Sprawiła to Hagena i Guntera wina.
1396
A w piersi jej bez przerwy tajemny głos woła:
„Mam skarby, mam, co zechcę, dostatków do koła!
„Mogę szkodzić, — więc biada moim wrogom, biada!
„Zemsty! Hagena głowę w proch bym zetrzeć rada!
1397
„Za wiernymi druhami tęskni moje serce, —
„Ale gdybym niecnego obaczyć mordercę
„Mogła, pewniebym zemsty nie myślała zwlekać!

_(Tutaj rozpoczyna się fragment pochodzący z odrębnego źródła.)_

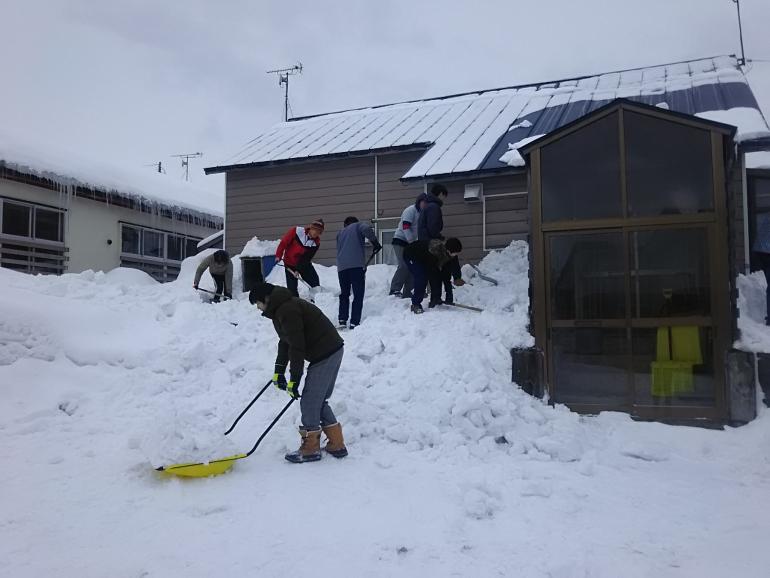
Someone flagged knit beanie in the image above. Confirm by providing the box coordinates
[308,219,325,231]
[249,283,274,305]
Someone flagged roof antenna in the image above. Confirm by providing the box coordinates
[170,153,203,181]
[733,0,746,66]
[266,62,302,122]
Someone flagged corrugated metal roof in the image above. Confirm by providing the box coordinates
[206,56,770,179]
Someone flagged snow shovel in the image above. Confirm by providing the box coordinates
[198,287,232,301]
[276,261,340,297]
[155,379,296,478]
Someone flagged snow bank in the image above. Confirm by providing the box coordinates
[0,242,770,578]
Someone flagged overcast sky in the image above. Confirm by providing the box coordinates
[0,0,770,194]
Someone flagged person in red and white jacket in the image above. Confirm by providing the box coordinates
[275,219,324,301]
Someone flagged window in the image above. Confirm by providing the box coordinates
[379,229,398,266]
[185,238,201,257]
[166,235,185,261]
[3,201,33,237]
[120,225,141,255]
[540,113,623,221]
[623,111,714,217]
[35,207,64,241]
[120,223,200,282]
[629,228,711,317]
[0,199,67,274]
[142,229,165,259]
[550,233,626,320]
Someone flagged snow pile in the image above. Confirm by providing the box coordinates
[735,271,770,353]
[241,237,280,257]
[0,127,225,217]
[498,136,545,167]
[0,243,770,578]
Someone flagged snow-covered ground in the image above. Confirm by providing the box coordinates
[0,244,770,578]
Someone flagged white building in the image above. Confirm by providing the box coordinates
[0,135,224,281]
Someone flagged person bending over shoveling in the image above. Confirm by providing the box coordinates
[193,249,233,303]
[275,219,324,302]
[249,283,348,464]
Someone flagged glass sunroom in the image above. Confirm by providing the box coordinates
[521,100,735,420]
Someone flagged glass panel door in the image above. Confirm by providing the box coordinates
[546,231,629,407]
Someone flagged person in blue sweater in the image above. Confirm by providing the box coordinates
[752,213,770,325]
[389,193,428,299]
[417,184,449,243]
[337,217,382,329]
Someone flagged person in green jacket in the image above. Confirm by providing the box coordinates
[249,283,348,464]
[193,249,233,303]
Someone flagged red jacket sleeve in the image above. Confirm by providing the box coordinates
[275,227,295,261]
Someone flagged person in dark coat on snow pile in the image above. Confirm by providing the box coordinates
[337,217,382,329]
[275,219,324,301]
[389,193,428,299]
[193,249,233,303]
[249,283,348,463]
[417,184,449,242]
[404,237,463,313]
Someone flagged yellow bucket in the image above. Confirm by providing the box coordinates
[157,454,246,478]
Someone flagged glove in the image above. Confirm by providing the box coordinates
[286,381,300,399]
[273,373,286,391]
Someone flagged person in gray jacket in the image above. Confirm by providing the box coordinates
[337,217,382,329]
[389,193,427,299]
[193,249,233,303]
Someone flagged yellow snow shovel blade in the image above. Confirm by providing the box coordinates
[157,454,246,478]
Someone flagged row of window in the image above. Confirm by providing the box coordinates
[0,198,64,243]
[120,223,201,261]
[120,223,201,283]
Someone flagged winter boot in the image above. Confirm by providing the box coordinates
[323,423,348,458]
[285,428,321,464]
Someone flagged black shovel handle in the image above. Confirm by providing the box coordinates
[246,397,297,457]
[198,287,232,301]
[225,379,273,435]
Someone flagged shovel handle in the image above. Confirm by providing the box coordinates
[198,287,232,301]
[244,397,297,457]
[225,379,273,435]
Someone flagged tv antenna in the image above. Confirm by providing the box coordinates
[266,62,302,122]
[171,153,203,181]
[733,0,746,66]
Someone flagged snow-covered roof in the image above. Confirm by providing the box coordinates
[0,131,224,217]
[206,56,770,179]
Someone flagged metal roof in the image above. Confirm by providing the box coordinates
[206,56,770,180]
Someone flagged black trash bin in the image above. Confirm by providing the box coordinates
[241,257,264,293]
[511,347,545,399]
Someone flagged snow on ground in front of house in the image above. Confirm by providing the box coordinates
[0,244,770,578]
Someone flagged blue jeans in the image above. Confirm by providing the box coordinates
[337,267,366,325]
[404,241,428,305]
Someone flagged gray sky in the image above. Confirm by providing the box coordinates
[0,0,770,194]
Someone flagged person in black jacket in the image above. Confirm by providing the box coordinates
[417,184,449,242]
[249,283,348,463]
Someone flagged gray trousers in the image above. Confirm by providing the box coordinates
[299,348,345,431]
[390,245,414,294]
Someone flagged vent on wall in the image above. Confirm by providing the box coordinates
[463,183,484,203]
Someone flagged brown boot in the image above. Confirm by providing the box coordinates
[324,423,348,458]
[285,428,321,464]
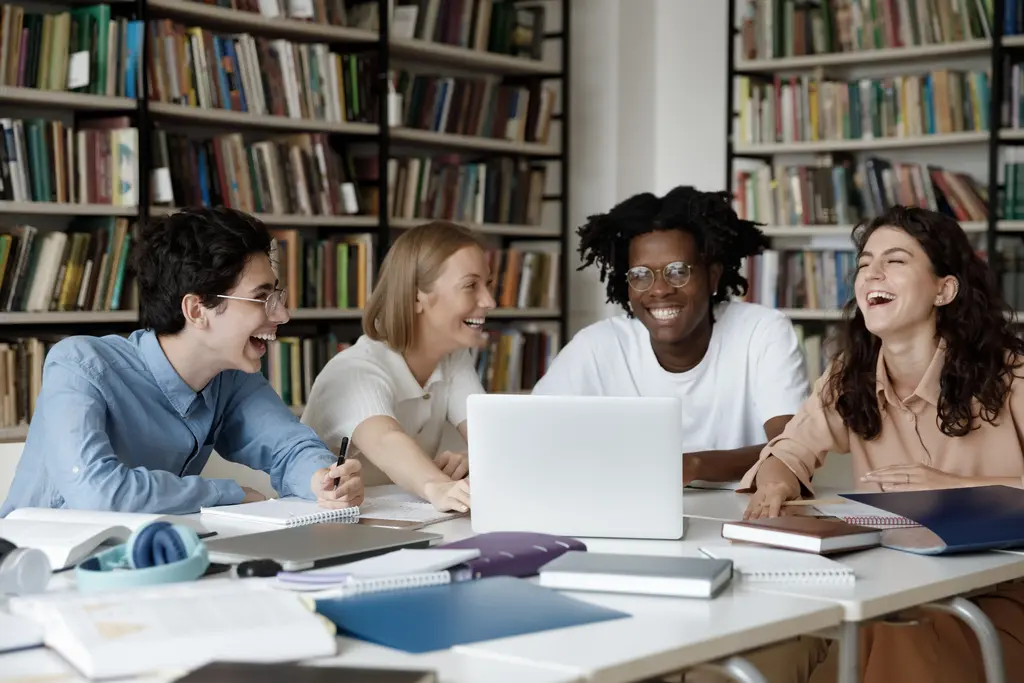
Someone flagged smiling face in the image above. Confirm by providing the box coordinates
[205,254,289,373]
[854,227,956,341]
[629,229,721,344]
[416,246,496,353]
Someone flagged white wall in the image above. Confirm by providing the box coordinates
[569,0,728,332]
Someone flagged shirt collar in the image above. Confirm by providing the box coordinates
[138,330,207,417]
[874,340,946,407]
[382,344,445,400]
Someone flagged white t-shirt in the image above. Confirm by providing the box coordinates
[534,302,810,453]
[302,335,483,486]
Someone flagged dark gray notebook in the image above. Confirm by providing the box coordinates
[541,551,732,598]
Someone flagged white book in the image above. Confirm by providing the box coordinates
[9,579,337,679]
[0,508,207,570]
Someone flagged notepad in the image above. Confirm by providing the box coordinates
[200,497,359,526]
[698,546,856,584]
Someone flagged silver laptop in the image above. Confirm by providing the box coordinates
[468,394,685,539]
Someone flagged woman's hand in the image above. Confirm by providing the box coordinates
[743,457,800,519]
[860,464,965,492]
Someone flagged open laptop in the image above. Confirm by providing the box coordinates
[467,394,685,539]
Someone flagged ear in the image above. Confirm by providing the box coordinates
[181,294,210,330]
[935,275,959,306]
[708,263,722,294]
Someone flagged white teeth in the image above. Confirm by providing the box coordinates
[648,308,683,321]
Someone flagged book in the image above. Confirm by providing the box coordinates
[9,579,337,679]
[698,545,856,584]
[842,486,1024,555]
[0,508,210,570]
[175,661,437,683]
[814,502,921,528]
[540,551,732,598]
[437,531,587,579]
[200,496,359,526]
[722,515,882,554]
[316,577,629,652]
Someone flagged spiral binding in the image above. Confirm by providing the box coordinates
[285,506,359,526]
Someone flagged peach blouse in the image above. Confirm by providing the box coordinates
[737,345,1024,492]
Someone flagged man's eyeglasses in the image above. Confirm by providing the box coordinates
[626,261,692,292]
[217,290,288,317]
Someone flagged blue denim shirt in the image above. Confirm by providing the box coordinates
[0,330,335,517]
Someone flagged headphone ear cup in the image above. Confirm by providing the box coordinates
[126,521,200,569]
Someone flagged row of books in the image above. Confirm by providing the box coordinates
[155,130,361,216]
[743,249,857,310]
[391,0,545,59]
[737,69,990,144]
[0,4,143,97]
[733,155,991,225]
[393,72,556,142]
[148,19,377,123]
[741,0,995,59]
[0,216,137,312]
[387,155,547,225]
[0,117,138,206]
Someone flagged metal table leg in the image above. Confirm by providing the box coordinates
[837,622,860,683]
[921,598,1007,683]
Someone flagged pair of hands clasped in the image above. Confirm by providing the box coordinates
[743,458,964,519]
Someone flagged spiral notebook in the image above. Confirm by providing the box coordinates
[698,546,856,584]
[814,502,921,528]
[200,497,359,526]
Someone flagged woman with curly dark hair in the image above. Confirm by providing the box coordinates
[738,207,1024,683]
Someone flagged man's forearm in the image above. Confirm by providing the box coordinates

„Ach, gdyby się tej chwili nareszcie doczekać!“
1398
Rycerze jej wzbudzili takie przywiązanie
Dla siebie, że ich wszyscy kochali dworzanie,
Ekwart pozyskał sobie niejednego druha,
A królowej rozkazów każdy chętnie słucha.
[224]
1399
Tak sobie układała: „Będę prosić króla,
„A może się nakłonić raczy jego wola,
„Iż to sprawi, by do mnie krewni moi przyszli.“
Nikt odgadnąć nie zdołał jej zdradzieckich myśli.
1400
Gdy przy swoim małżonku raz leżała w nocy
(On ramieniem objąwszy, ściskał z całej mocy
Żonę, a skarb w niej widział, nad życie mu drogi),
Niewiasta właśnie na swe pomyślała wrogi.
1401
I do króla tak rzekła: „Mężu mój i panie,
„Mam prośbę wielką: z wolą waszą niech się stanie, —
„Niechaj widzę, czy dla was warta jestem tyle,
„Byście serce skłonili do mych krewnych mile.“
1402
Król na to (nie zna fałszu dusza jego wcale):
„Bądź pewną, iż co tylko ku ich czci i chwale
„Wypadnie, to usłyszę z weselem niemałem,
„Bo szlachetnych przyjaciół przez ciebie zyskałem.“
1403
A królowa mu rzecze: „Wszakże o tem wiecie,
„Że rodzinę mam zacną; więc mnie smutek gniecie,
„Iż nigdy mnie odwiedzić w tej ziemi nie raczą.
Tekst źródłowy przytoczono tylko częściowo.